Cogliamo l'occasione per citare un famoso spot pubblicitario di quel periodo, che vedeva un losco individuo "simil Albert Wesker" avventurarsi in una stanza buia per accendere il suo Dreamcast e finire nel bel mezzo degli orrori di Code: Veronica. La voce narrante giapponese illustrava i principali aspetti della produzione mentre - a schermo - Claire e Chris eliminavano i mostri con le mitragliette e tentavano di liberarsi dalla furia di Albert Wesker. L'individuo dai capelli tirati all'indietro esortava gli appassionati a non lasciarsi sfuggire l'acquisto e le luci si accendevano.

Ora pienamente illuminata, la cantinola buia si rivelava essere un set pubblicitario mentre gli astanti si complimentavano con l'attore per la sua interpretazione. La seconda camera che inquadrava la stanza però, zoomava improvvisamente sull'apparecchio principale per svelare una terrificante sorpresa: il cameraman era un famelico zombie che - soddisfatto del lavoro svolto - sfoderava un sorriso sornione a dir poco inquietante.

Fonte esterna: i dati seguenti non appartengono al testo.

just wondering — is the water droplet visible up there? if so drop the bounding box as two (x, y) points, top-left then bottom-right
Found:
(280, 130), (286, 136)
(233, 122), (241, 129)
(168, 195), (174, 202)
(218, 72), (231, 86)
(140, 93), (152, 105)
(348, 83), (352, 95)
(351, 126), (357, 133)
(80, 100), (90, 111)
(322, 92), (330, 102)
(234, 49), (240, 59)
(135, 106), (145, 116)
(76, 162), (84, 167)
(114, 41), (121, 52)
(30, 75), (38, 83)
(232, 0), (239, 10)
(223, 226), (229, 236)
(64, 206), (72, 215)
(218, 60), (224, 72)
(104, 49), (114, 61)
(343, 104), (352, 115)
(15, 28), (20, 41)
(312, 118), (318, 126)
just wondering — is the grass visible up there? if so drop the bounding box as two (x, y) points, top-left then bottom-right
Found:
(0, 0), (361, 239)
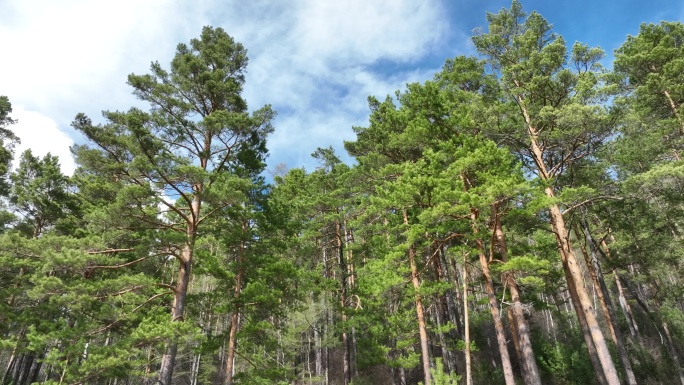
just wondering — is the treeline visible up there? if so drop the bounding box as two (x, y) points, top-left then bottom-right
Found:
(1, 2), (684, 384)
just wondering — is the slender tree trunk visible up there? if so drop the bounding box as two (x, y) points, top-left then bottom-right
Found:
(410, 244), (431, 385)
(579, 221), (637, 385)
(548, 199), (620, 384)
(27, 356), (42, 385)
(325, 300), (331, 385)
(336, 220), (351, 385)
(663, 322), (684, 385)
(2, 345), (17, 385)
(563, 262), (610, 385)
(601, 241), (641, 340)
(190, 353), (201, 385)
(492, 203), (542, 385)
(15, 353), (33, 385)
(344, 222), (358, 379)
(462, 252), (473, 385)
(433, 252), (456, 374)
(403, 209), (431, 385)
(315, 323), (322, 381)
(159, 244), (192, 385)
(224, 221), (247, 385)
(468, 207), (515, 385)
(518, 99), (620, 384)
(441, 246), (464, 340)
(614, 272), (639, 338)
(224, 309), (240, 385)
(507, 309), (527, 379)
(159, 192), (200, 385)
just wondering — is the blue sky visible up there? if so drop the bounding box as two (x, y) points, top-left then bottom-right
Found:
(1, 0), (683, 176)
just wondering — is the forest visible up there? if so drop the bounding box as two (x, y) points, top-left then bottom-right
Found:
(1, 2), (684, 384)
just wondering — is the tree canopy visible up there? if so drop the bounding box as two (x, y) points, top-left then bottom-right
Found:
(1, 4), (684, 385)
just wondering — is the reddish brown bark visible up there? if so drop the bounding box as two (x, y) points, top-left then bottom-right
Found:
(469, 207), (515, 385)
(403, 209), (431, 385)
(492, 204), (542, 385)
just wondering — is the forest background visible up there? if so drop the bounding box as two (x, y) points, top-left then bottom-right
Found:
(1, 1), (684, 385)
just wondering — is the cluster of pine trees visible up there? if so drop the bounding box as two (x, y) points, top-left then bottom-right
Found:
(1, 2), (684, 384)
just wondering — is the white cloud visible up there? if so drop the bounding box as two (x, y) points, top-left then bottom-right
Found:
(292, 1), (445, 67)
(9, 106), (76, 176)
(0, 0), (452, 173)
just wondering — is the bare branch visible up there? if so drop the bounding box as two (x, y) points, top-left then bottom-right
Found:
(87, 248), (135, 255)
(562, 196), (623, 216)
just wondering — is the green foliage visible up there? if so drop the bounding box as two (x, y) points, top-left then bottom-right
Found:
(418, 358), (460, 385)
(532, 329), (596, 385)
(4, 6), (684, 385)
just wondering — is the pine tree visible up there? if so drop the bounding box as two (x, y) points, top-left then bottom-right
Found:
(71, 26), (275, 384)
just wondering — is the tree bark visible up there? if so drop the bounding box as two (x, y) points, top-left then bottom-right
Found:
(336, 220), (351, 385)
(462, 252), (473, 385)
(578, 221), (637, 385)
(403, 209), (431, 385)
(614, 272), (639, 338)
(159, 193), (200, 385)
(562, 255), (610, 385)
(492, 203), (542, 385)
(224, 309), (241, 385)
(528, 133), (620, 385)
(224, 221), (247, 385)
(158, 245), (192, 385)
(433, 249), (457, 374)
(469, 208), (515, 385)
(663, 322), (684, 385)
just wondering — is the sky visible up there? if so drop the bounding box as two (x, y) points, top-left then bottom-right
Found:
(1, 0), (683, 176)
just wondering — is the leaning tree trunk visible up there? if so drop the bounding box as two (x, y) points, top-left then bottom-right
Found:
(492, 203), (542, 385)
(469, 207), (515, 385)
(562, 252), (610, 385)
(578, 220), (637, 385)
(663, 322), (684, 385)
(524, 117), (620, 384)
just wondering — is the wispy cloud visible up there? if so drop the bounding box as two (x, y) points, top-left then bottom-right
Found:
(1, 0), (452, 174)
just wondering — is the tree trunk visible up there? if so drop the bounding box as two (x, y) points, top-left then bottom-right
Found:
(614, 272), (639, 338)
(2, 346), (17, 385)
(662, 89), (684, 135)
(663, 322), (684, 385)
(403, 210), (431, 385)
(224, 309), (240, 385)
(411, 245), (431, 385)
(492, 203), (542, 385)
(336, 220), (351, 385)
(158, 246), (192, 385)
(433, 251), (457, 374)
(469, 208), (515, 385)
(579, 220), (637, 385)
(16, 353), (33, 385)
(462, 252), (473, 385)
(563, 260), (610, 385)
(507, 309), (527, 379)
(520, 101), (620, 384)
(601, 241), (641, 340)
(159, 192), (200, 385)
(344, 222), (358, 379)
(224, 221), (247, 385)
(27, 356), (42, 385)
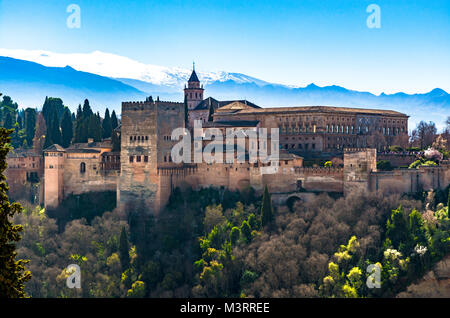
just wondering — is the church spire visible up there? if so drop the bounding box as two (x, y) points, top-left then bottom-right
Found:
(184, 62), (204, 110)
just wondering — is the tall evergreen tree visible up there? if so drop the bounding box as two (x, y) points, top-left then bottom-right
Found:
(102, 108), (112, 139)
(74, 104), (85, 143)
(24, 108), (36, 147)
(82, 99), (93, 119)
(0, 127), (32, 297)
(50, 111), (62, 146)
(111, 110), (118, 130)
(111, 130), (120, 151)
(87, 114), (102, 142)
(34, 112), (46, 152)
(3, 113), (13, 129)
(61, 108), (73, 148)
(261, 185), (274, 227)
(119, 227), (130, 271)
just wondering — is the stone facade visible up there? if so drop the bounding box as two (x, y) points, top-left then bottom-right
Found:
(35, 68), (449, 214)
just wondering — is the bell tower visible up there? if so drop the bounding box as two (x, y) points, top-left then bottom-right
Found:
(184, 62), (204, 110)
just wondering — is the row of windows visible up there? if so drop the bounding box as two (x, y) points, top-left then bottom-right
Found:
(44, 152), (63, 157)
(280, 125), (317, 134)
(324, 125), (405, 135)
(186, 92), (202, 99)
(129, 135), (149, 142)
(129, 155), (149, 163)
(278, 116), (405, 125)
(282, 143), (316, 150)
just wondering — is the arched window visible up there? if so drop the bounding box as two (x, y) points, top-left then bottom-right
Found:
(80, 162), (86, 174)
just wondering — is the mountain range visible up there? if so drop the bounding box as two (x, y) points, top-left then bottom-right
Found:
(0, 49), (448, 130)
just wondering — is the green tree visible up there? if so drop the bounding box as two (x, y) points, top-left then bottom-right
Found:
(230, 227), (240, 245)
(102, 108), (112, 139)
(87, 114), (102, 142)
(61, 108), (73, 148)
(409, 209), (426, 246)
(261, 185), (274, 227)
(385, 206), (411, 254)
(126, 280), (145, 298)
(111, 110), (118, 130)
(24, 108), (36, 147)
(0, 127), (31, 297)
(50, 110), (62, 146)
(119, 226), (130, 271)
(240, 220), (252, 242)
(3, 113), (13, 129)
(112, 131), (120, 151)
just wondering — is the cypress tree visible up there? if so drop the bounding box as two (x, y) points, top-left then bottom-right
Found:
(261, 185), (274, 227)
(34, 112), (46, 152)
(82, 99), (93, 119)
(87, 114), (102, 142)
(3, 113), (13, 129)
(111, 110), (118, 130)
(50, 111), (62, 146)
(74, 104), (84, 143)
(112, 130), (120, 151)
(24, 108), (36, 147)
(102, 108), (112, 139)
(0, 127), (32, 297)
(61, 108), (73, 148)
(119, 227), (130, 270)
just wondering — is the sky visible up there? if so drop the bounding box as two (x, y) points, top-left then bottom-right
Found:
(0, 0), (449, 95)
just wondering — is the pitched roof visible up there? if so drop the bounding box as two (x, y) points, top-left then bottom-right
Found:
(188, 70), (200, 82)
(232, 105), (407, 116)
(215, 101), (261, 114)
(218, 100), (260, 109)
(43, 144), (65, 152)
(203, 120), (260, 128)
(65, 148), (101, 154)
(193, 97), (220, 111)
(66, 140), (112, 150)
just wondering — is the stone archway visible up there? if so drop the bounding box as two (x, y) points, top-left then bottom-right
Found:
(286, 195), (301, 212)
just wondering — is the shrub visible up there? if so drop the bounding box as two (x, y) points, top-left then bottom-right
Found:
(377, 160), (393, 171)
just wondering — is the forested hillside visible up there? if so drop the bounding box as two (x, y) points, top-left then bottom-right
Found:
(12, 185), (449, 298)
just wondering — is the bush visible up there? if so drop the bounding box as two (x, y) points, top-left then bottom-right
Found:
(389, 145), (403, 152)
(409, 159), (424, 169)
(377, 160), (393, 171)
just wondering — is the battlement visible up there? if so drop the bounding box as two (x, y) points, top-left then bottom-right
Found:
(293, 166), (343, 174)
(344, 148), (373, 153)
(122, 100), (185, 112)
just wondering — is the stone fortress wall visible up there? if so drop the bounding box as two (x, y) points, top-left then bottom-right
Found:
(12, 68), (447, 214)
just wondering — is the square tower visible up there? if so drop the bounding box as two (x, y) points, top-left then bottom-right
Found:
(118, 98), (185, 214)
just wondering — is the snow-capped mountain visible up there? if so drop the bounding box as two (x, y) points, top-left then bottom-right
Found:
(0, 49), (270, 89)
(0, 49), (448, 130)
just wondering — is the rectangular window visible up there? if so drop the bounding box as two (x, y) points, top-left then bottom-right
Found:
(129, 156), (134, 163)
(144, 156), (148, 162)
(136, 156), (141, 162)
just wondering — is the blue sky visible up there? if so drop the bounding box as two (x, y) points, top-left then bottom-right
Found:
(0, 0), (449, 94)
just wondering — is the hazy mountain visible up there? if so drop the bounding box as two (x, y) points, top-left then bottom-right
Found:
(0, 56), (147, 113)
(0, 49), (448, 130)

Tornando a noi, nonostante abbia superato gli obiettivi di vendita, Code: Veronica non è riuscito a eguagliare i risultati dei predecessori, e il motivo di ciò è molto semplice. Con la PlayStation 2 all'orizzonte, il Dreamcast non era riuscito a imporsi sul mercato e aveva una base installata piuttosto ridotta. Pur sapendo che si trattasse di un importante capitolo della serie, in altre parole, molti appassionati non erano disposti ad acquistare la console per recuperarlo.

Capcom sapeva che il futuro del brand fosse altrove e, per non sprecare le potenzialità commerciali di una simile perla, ha deciso di pubblicarne una Extended Cut sulla nuova console di Sony, passata alla storia come Resident Evil Code: Veronica X. Di base, stiamo parlando della stessa esperienza, ma forte di 10 minuti di cutscene aggiuntive che svelavano alcuni retroscena sul coinvolgimento di Wesker nei piani dell'Umbrella Corporation. Secondo l'azienda la presentazione visiva era stata migliorata, ma sono in molti a non aver trovato efficace il look più saturato della versione X.

In ogni caso il gioco ha ottenuto risultati migliori sui lidi PlayStation e poi è giunto anche su GameCube, Xbox 360 e PS3 con dei porting piuttosto pigri, che non hanno tratto alcun reale beneficio dagli hardware di riferimento. Con ciò, il tour dell'orrore dei Redfield resta una pietra miliare del mondo di Resident Evil, che tutti i veri appassionati della serie dovrebbero recuperare. Sarebbe davvero un peccato se Capcom decidesse di scartare un possibile remake di RE Code Veronica, perché avrebbe l'occasione di regalare ai fan un glorioso incontro col passato.